Hudlin: 'Django' Has Clear Morals
The film vet says his latest production is controversial but gives an honest vision of right and wrong.
There's every kind of violence in the film, and linguistic violence is the least of it. There's really been no huge pop-culture event about this period until now. So if this leads to people taking another look at the word, then it's good. But I hope that's not the only thing they're talking about.
TR: Speaking of the violence that far surpassed linguistic violence, there were scenes in the film that were almost impossible to watch. Were you concerned with how much audiences could handle?
RH: I always want to tell people, "Don't close your eyes; it's worse because the sound makes it insane." I was, for a short period of time, an African-American-studies major at Harvard, and I felt like a fairly educated person on the subject. I can tell you, whatever you see in the film, there are 10 examples that are 100 times worse.
The balancing act of the filmmaker is to make sure the audience understands slavery is an awful, evil institution, but balance that with how much the audience can take.
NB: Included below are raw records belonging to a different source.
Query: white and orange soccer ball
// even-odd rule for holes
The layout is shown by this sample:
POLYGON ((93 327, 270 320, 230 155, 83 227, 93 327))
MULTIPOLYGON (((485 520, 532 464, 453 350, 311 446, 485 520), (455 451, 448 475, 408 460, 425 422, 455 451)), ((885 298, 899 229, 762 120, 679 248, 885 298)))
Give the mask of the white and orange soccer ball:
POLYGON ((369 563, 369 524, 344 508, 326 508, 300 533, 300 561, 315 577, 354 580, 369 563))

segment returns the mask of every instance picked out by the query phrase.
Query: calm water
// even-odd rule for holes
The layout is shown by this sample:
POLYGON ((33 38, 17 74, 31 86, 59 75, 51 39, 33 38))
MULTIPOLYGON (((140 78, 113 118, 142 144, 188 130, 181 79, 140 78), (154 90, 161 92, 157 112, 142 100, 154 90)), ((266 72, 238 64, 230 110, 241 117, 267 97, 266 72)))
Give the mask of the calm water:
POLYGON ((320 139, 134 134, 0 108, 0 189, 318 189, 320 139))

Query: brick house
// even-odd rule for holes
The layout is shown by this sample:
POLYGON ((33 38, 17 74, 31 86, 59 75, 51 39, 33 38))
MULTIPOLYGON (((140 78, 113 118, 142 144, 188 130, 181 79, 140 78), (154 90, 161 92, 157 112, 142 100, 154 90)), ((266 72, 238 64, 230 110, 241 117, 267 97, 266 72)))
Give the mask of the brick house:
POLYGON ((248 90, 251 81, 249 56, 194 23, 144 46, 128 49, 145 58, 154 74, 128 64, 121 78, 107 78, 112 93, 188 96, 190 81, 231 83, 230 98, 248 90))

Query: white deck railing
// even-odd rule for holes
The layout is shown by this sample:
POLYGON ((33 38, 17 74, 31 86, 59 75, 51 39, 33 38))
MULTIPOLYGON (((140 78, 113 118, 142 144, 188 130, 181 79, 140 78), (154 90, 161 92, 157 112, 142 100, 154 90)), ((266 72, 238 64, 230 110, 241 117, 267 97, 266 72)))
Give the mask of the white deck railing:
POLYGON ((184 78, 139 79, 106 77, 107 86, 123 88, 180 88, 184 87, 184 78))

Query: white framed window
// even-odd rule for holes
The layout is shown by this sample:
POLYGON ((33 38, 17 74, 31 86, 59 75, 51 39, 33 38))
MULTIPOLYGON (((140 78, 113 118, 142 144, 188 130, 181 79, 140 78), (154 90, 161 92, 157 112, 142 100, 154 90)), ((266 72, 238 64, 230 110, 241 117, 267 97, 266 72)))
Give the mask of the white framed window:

We told a great story, and part of that was Quentin's idea of making it a Western where there are clear moral boundaries. You know there's going to be restitution, and there's going to be payback. So audiences can engage and cheer in a way that other films on the topic did not allow them to.
TR: Django Unchained has already been nominated for four NAACP awards, including best picture, which was won last by The Help. Are you prepared for some of the same criticisms about black films only winning awards if they depict black actors and actresses as "the help"?
RH: As a people, right now we don't agree on anything. There's no consensus. Whether it's by class, by gender, by region or educational background, black folks are in conflict. We don't agree that Cosby is a good thing, that Tyler Perry's a good thing or that Jay-Z's a good thing. Are there going to be some people who are like, "Nah, I don't like that"? Sure.
We can't feel that way. Part of slavery's history is that we always fought back, and we always stood up. The film is about celebrating the people who did. And hopefully that will make us as a people come to terms with that difficult part of our heritage.
TR: Do you think only certain people should be allowed to tell certain stories?
RH: The person who gets to tell it is the person who gets to tell it. There are no rules. I certainly don't want to be restricted to only telling stories about black people. I don't think race necessarily is an inherent advantage. It's one of many factors that determine whether you're the right person for the job. Almost no one could get a movie like this made -- black, white or otherwise. Out of the five people who could have gotten this done, Quentin's the only guy who wanted to do it.
TR: Is this a "message film" at all? Is there something you want people to take away from it?
RH: The movie is profound on a lot of levels. It hits on so many issues. There's many a Ph.D. thesis on deconstructing the semiotics of Django, from class conflicts in the black community, our relationships with sports, white liberalism and black nationalism -- the range of topics the film touched upon is extraordinary. People don't always see all those things because it's put in an entertainment context. How can it be profound if I'm entertained? I don't buy in to that worldview.